We’re out of time. The Exoswarm has breached our planetary defenses. We’re calling for an emergency launch as soon as possible. The claxons are blaring throughout the city, and the planetary guards are already letting the people know that they are to head to the closest Ark immediately. It’s strange to know that after all of these years of people walking past this “building” day after day, it’s true design as the vessel of their salvation will be revealed…and my hard work will be known to the masses. I can’t help but feel some satisfaction with my accomplishment. Would Mom be proud of her little girl, of what I was able to achieve…? But this sense of honor is muddled with my despair knowing that… not everyone will have a seat.
It was just last week that I turned in my latest progress report. 85% completion. We were ahead of schedule. The countless nights of reading, researching, and examining the data. Accessing and adjusting wherever necessary. All the time away from my family and friends, failed relationships, long, lonely nights, and early mornings. No moment of respite really, all amounted for this very moment. I was actually ahead of schedule for once. And of course, it’s still too late. It makes me wonder if it was worth it. All of those dinners, parties, and even dates I missed out on.
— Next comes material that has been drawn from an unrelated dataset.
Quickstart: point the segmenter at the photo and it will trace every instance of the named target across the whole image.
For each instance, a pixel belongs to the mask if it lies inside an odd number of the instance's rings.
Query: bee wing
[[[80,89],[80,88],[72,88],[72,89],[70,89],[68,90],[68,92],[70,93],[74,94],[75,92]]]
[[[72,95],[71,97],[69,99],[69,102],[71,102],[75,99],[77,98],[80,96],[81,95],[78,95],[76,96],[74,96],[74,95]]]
Always telling those closest to me “I can’t, I’ve got work tonight.” Yet in the end, all of my dedication and toiling and sleepless nights just wasn’t enough to save everyone.
No. I abandon the thought. Not only was it absolutely worth it, but it was necessary. I’ve no regrets about my life of sacrifice. In fact, I can think of no better ending to my story than one final sacrifice: giving up my seat on the Ark to give one more person a chance. My purpose in this life is fulfilled. Who knows? Perhaps the person who gets my spot will go on to create even greater, more monumental things than the Arks. Maybe they’ll even be the one who finds a new world, safe from the Exoswarm. Or perhaps, they go on to live a life however they wish to make it, full of happiness, love, joy, and sometimes anger, sadness, and well… anything really. Whatever they decide, I’m happy knowing that they have this opportunity. While I may not be able to save everyone, I can save some of them. That’s all that matters.